Per molti utilizzare il trapano per forare una parete sembra un'operazione facile, ma in realtà per molte persone può rappresentare un vero problema.
Pensiamo di voler fare un semplice foro in una parete di casa nostra, la prima cosa da fare è munirsi delle piantine di impianti e tubature per evitare di andare a forare il muro proprio dove passa il tubo dell'acqua o del gas, oppure avere a portata di mano un rilevatore di tubi sottotraccia che permette con precisione di rintracciare i tubi nel muro.
Fatto questo si deve puntare il trapano sul punto definito e tenerlo saldo fra le mani, nella posizione a percussione, cominciando con una punta di diametro inferiore al diametro del foro da eseguire e procedendo poi con punte di diametro sempre più grande sino ad arrivare al diametro desiderato.

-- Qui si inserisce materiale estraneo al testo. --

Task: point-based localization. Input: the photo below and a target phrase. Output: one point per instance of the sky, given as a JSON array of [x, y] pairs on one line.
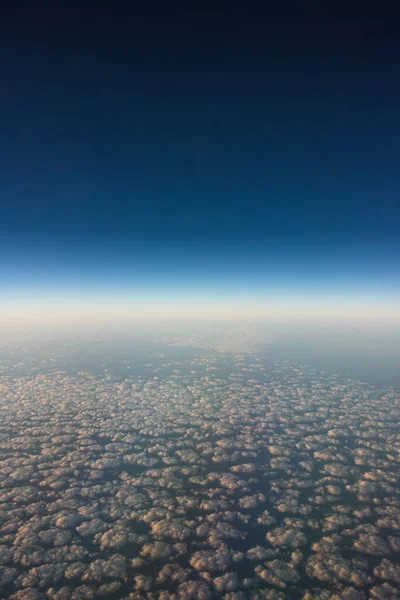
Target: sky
[[183, 161]]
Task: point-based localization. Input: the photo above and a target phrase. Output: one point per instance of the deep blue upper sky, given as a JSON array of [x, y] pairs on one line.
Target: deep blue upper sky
[[168, 132]]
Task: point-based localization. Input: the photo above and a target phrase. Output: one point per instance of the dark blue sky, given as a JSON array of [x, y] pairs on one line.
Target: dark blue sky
[[170, 140]]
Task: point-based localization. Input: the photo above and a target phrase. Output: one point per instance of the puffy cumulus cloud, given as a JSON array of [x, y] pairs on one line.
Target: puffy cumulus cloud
[[196, 590], [251, 501], [388, 571], [259, 553], [142, 582], [173, 572], [346, 593], [115, 567], [157, 484], [335, 568], [371, 544], [278, 573], [176, 529], [281, 537], [156, 550], [228, 582], [211, 560], [384, 592]]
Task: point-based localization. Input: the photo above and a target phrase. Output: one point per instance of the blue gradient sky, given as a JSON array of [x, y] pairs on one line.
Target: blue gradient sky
[[198, 159]]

Per evitare di fare un buco troppo grande, si deve sempre tenere la punta perfettamente perpendicolare al piano da forare. Per evitare che scivoli, rovinando la parete, è sempre bene ricorrere al buon vecchio metodo di evidenziare con una matita o un punteruolo il punto dove eseguire il foro.
Un buon trapano, ma soprattutto la punta appropriata al materiale da forare, contribuisce in maniera determinante al risultato finale.
Esiste infatti un tipo di punta per ogni materiale da forare, e ogni punta presenta un proprio trattamento superficiale, un diverso rivestimento, una propria forma dell’elica, da cui dipende l’evacuazione del truciolo.
Questa è una semplice guida che vi potrà aiutare nel vostro fai da te casalingo e non solo!